The process is evolving, however. When I mouse over a headline on my iCurrent (www.icurrent.com) personalized home page, a pop-up prompts asks me if I am "Interested?" in the story. If I click the up arrow, I get a larger box of choices inviting me to "Tune Your Channel." The iCurrent engine extracts from that story more granular topics, keywords, people, the source of the story and even the type of story source (mainstream media, etc.). By checking off the boxes, I am refining the filter and telling the personalization engine to favor specific kinds of content. This is all being done on-the-fly and only when I choose to tune the personalization functionality.
"We basically come from the point of view that there is only one way to get at personalization, and that is getting the right degree of user participation," says Ramana Rao, co-founder and CEO of the small 7-person company in San Francisco. iCurrent is trying to be that personalized newspaper front page that MyYahoo, iGoogle, DailyMe, and scores of others have tried.
Rather than confront the user with a long form to fill with content choices, iCurrent is hoping to balance iterative interaction from the user with immediate results on the page so that the user becomes a lean-back consumer of content who can easily lean in at any point to tune or add a channel. And unlike the feed-based MyYahoo or iGoogle pages, the user doesn't have to move their boxes around the layout. The engine determines the page order based on the level of new content and your own recent level of interest in the content. "You aren't in the panel and plumbing business," says Rao. The system is giving you something very concrete, a specific story, to respond to and to use as a foundation for tuning.

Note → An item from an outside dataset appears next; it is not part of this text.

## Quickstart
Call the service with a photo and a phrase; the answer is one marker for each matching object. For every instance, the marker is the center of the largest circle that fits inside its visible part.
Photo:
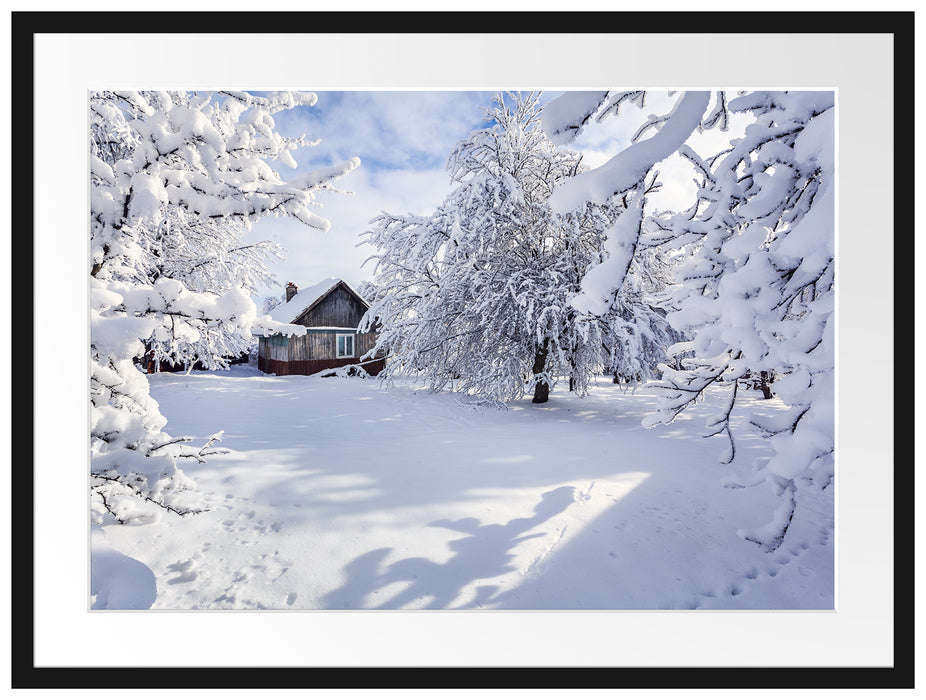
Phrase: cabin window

The two main places where iCurrent feels it is innovating technologically are in "entity extraction" and in classification. The engine is spidering content from 27,000 news sources. Then it finds personal names, companies, products and other keywords that are best able to leverage its unique kind of user-driven personalization. These entities become the objects put in front of the user to prompt further tuning of a channel. The system also classifies content into groups that sound a lot like behavioral segments rather than content taxonomies (i.e., RV users or runners).

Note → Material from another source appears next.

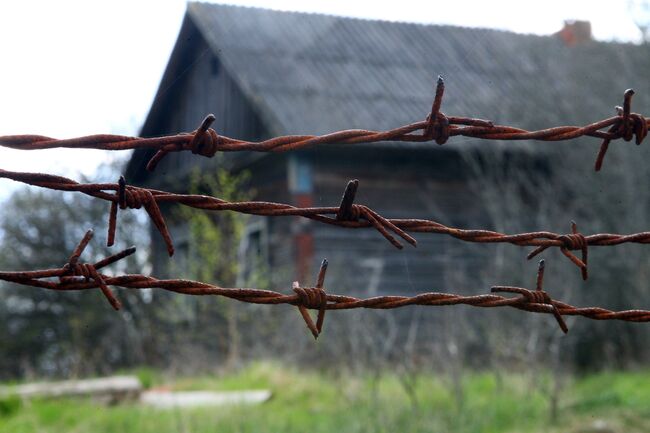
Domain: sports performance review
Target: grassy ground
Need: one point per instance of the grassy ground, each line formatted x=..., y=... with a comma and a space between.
x=309, y=401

Offering users easy ways to tune a channel also allows for evolving interests. Rao theorizes that most of us may start following a topic at a very broad level, but as our own acquaintance with a topic matures, certain types of stories or sources may become redundant. Having an interface that allows users to tune topics up or down in granularity or even discover that they really are only interested in select sub-segments of a topic, allows for the system to breathe more than an RSS feed page. One of the areas of concentration for Rao and his small team is figuring out which entities and tuning options to put in front of users around each article so they can dial their interests up or down most effectively.

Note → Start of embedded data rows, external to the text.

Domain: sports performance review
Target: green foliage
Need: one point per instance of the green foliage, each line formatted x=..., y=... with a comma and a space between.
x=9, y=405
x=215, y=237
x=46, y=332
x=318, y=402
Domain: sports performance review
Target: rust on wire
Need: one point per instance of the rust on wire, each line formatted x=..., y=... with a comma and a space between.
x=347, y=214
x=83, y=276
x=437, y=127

Business model issues aside (such as how iCurrent attracts an audience among all the other aggregators), the pursuit of personalization needs to stay alive. For reasons that are beyond me, we seem to have accepted a certain amount of content and advertising clutter on our desktops. We tolerate Web sites that have more ads than a NASCAR racer and we ourselves keep more windows and Web pages open at a time than seems reasonable.
But as content moves off the desktop and onto mobile devices and even apps for set-top boxes and the like, the need for more sophisticated personalization will become critical, I think. Algorithms alone really aren't enough, and we certainly can do better than the rough cut of topic selection that most mobile news apps give us. iCurrent is an interesting step towards finding that balance because it recognizes that the ultimate answer involves a kind of ongoing conversation between publisher and reader. The unexpected payoff for both content provider and marketer is what interactivity really should have been about all along: a deeper understanding of your audience's real needs and preferences.